In traditional Freudian expression the traumatic threat of castration forces the boy to give up his mother as a love object and instead identify with the castrating father who plays a role in the formation of the superego. The task of the superego is to repress aggressive impulses that stem from the infant’s Oedipal desires to take the place of the father. In order to render hostile impulses towards the father innocuous, the child internalizes its violence, sending it back to where it came from in the outset – one’s own ego. There it is taken over by a portion of the ego, which sets itself up against the rest of the ego as the superego. Retaining the castigatory character of the cruel and jealous father the superego functions as an overwhelmingly cruel agency that torments the ego with guilt (Freud, Civilization and its Discontents 1930, 132-135). Feminist theorist Christina Wieland contends that while the successful working through of the Oedipal stage of development involves the elevation of the father to the superego the deep trauma resulting from the essential rejection of the child’s mother as an object of affection and desire necessitates her banishment into the unconscious (2002, 36).

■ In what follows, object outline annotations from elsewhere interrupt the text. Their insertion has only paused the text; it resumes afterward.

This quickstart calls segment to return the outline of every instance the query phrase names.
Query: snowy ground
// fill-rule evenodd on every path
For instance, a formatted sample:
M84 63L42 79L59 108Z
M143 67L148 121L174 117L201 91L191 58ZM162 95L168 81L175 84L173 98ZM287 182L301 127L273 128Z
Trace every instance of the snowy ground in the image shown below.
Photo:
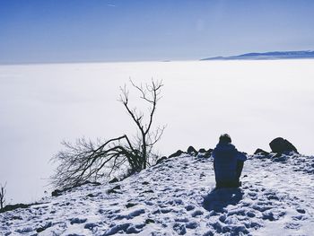
M241 188L213 191L213 160L182 154L118 183L83 186L0 214L0 232L313 235L313 157L252 156Z
M0 66L0 183L10 204L49 191L49 159L85 136L135 134L119 86L162 80L153 125L167 125L156 149L214 147L228 133L239 150L267 150L283 136L314 149L314 60L181 61ZM130 94L135 91L131 90ZM141 107L136 100L132 106ZM184 115L183 115L184 114ZM34 166L38 168L34 168Z

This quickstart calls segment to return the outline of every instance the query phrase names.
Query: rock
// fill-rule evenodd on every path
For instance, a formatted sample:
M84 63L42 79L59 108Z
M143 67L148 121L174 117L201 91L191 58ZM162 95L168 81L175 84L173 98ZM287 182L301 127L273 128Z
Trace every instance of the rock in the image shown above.
M181 150L178 150L176 153L170 154L168 158L171 158L171 157L176 157L176 156L179 156L182 153L184 153Z
M161 163L165 160L167 160L167 157L166 156L162 156L161 158L157 160L156 164Z
M295 148L295 146L292 143L290 143L288 140L283 139L282 137L277 137L274 139L272 142L269 143L269 146L272 149L272 152L277 153L290 153L290 152L294 152L296 153L299 153L298 150Z
M193 146L189 146L187 152L191 155L197 155L197 151Z
M118 179L117 178L114 178L110 181L109 181L109 184L117 183L117 182L118 182Z
M120 192L116 191L116 190L118 190L118 189L121 189L121 186L117 185L117 186L115 186L114 188L109 189L109 190L107 191L107 193L108 193L108 194L120 194Z
M207 153L208 153L209 154L212 154L213 151L214 151L214 149L209 148L209 149L207 150Z
M126 205L126 208L130 208L130 207L133 207L135 205L136 205L135 203L128 203L128 204Z
M63 191L61 191L61 190L59 190L59 189L56 189L56 190L52 191L51 196L52 196L52 197L58 197L58 196L61 196L61 195L62 195L62 192L63 192Z
M263 149L257 148L257 151L254 152L254 154L261 154L261 155L268 155L269 153L266 151L264 151Z
M200 148L200 149L198 150L198 153L206 153L207 151L205 150L205 148Z
M145 223L146 223L146 224L152 223L155 223L155 221L153 220L153 219L150 219L150 218L148 218L148 219L145 220Z

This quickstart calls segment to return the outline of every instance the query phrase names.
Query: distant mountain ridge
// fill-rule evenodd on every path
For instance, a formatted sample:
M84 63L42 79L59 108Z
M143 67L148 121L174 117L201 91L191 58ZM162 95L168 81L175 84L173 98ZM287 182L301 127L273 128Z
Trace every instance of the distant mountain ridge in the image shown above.
M274 60L274 59L305 59L314 58L314 51L274 51L274 52L251 52L231 57L215 57L203 58L205 60Z

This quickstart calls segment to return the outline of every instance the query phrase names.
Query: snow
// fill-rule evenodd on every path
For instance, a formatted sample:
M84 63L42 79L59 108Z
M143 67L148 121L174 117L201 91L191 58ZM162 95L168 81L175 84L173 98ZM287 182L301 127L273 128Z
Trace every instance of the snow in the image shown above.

Just as Freud draws on the ancient Greek drama of Oedipus by Sophocles in order to contextualize this particular stage of psychical development, Wieland refers to the Greek tragedy of Agamemnon form the trilogy The Oresteia to provide a schema for the distressing removal of the revered mother from the consciousness. According to the legend, Agamemnon, commander of the Greek fleet had been in Troy fighting the Trojan War for many years. Upon his eventual return he bought with him a mistress named Cassandra whom he had captured in Troy. Agamemnon’s wife Clytemnestra, angry that he had acquired a mistress and wanting revenge for his earlier sacrifice of their daughter Iphigenia, murders both Agamemnon and Cassandra. Clytemnestra and her lover Aegisthus rule the kingdom until Clytemnestra’s son Orestes, prompted by the God Apollo, avenges his father’s death by murdering his mother and her lover. However, Orestes is immediately hounded by the Furies; ancient maternal Goddesses who seek revenge for matricide. Orestes is punished for his dreadful deed with insanity. Just as Orestes commits a physical act of matricide, the total repression of the mother is tantamount to psychical matricide (Wieland 2002, 36-38).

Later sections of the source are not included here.